Hacer hanım: “Fiyatlar uçmuş. Her şey kıymetli. (Hayat pahalılığı bütçenizi etkiliyor mu?) Herbiçimde etkiliyor. Maaşım masraflarıma yetmiyor. Konutum kira, faturalar var, yüzde 96 engelliyim, yalnız yaşıyorum… (Geçim ezası yaşıyor musunuz?) Evet. tıpkı vakitte nasıl… Herkes yaşıyor, badire yaşayan bir tek ben değilim. Türkiye (geçim sıkıntısı) yaşıyor. (Ülkemizin bugünlere geleceği aklınıza gelir miydi hiç?) Hiç gelmezdi…”
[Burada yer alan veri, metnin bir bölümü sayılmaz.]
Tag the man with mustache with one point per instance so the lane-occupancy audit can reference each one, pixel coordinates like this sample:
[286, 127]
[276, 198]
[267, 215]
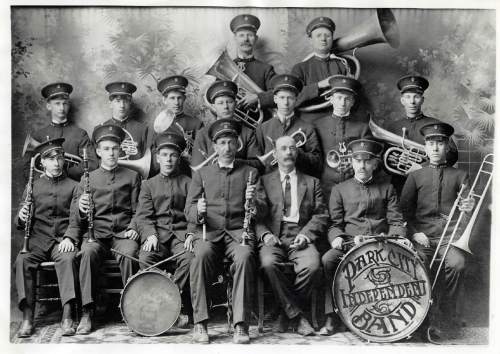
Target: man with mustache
[292, 216]
[286, 121]
[113, 199]
[216, 199]
[365, 204]
[427, 197]
[137, 135]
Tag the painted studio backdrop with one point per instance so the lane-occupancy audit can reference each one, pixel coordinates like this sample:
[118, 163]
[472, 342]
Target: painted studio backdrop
[89, 47]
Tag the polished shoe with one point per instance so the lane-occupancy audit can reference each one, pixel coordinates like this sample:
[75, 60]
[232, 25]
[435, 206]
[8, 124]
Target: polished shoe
[240, 335]
[304, 328]
[200, 333]
[26, 329]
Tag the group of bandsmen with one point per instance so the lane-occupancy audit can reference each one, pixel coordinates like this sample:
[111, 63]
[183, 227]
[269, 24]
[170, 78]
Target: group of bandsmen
[304, 211]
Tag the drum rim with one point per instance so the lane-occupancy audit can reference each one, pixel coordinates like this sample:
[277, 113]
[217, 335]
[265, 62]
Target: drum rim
[139, 273]
[359, 333]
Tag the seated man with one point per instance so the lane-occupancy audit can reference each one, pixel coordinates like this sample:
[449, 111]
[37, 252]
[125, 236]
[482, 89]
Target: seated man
[292, 217]
[362, 205]
[111, 202]
[50, 199]
[427, 197]
[160, 214]
[216, 199]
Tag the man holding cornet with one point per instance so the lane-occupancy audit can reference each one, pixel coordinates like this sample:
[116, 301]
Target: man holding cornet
[216, 207]
[292, 217]
[427, 197]
[364, 205]
[44, 214]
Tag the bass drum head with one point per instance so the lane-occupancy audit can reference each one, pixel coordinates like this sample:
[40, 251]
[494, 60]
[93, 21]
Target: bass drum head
[150, 303]
[382, 291]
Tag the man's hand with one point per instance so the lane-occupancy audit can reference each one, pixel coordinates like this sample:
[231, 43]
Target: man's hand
[151, 244]
[66, 245]
[421, 239]
[132, 234]
[337, 243]
[188, 244]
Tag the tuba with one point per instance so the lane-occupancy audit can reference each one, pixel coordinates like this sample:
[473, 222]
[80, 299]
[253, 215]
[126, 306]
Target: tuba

“HER ŞEY ARTIRIM, HER ŞEY ZULÜM”
İsmini vermek istemeyen vatandaş: “Hepimiz şikayetçiyiz. Beşerler çarşı pazar dolanıyorlar, geziyorlar; pahalılıktan dolayı hiç bir şey alamadan elleri bomboş dönüyorlar. Bu ortamda halinden mutlu olan yok. Bu hükümetten şad değiliz. bu biçimde olacağı aklımıza gelmezdi… Her şey artırım, her şey zulüm… Ne yapacağız bilmiyorum. Bu memleketin hali nereye varacak anlamış değilim. Benim umudum ergenlerde. Gençlerin bu ülkenin önünü açması lazım. Çocuklarımızın, torunlarımızın geleceğini düşünmek lazım. (Ülkemiz niye bu hale geldi sizce?) Tek adam idaresinden dolayı. Hiç kimse ses çıkaramadı, hiç kimse muhalefet yapamadı. Bundan dolayı da ülke bu duruma geldi.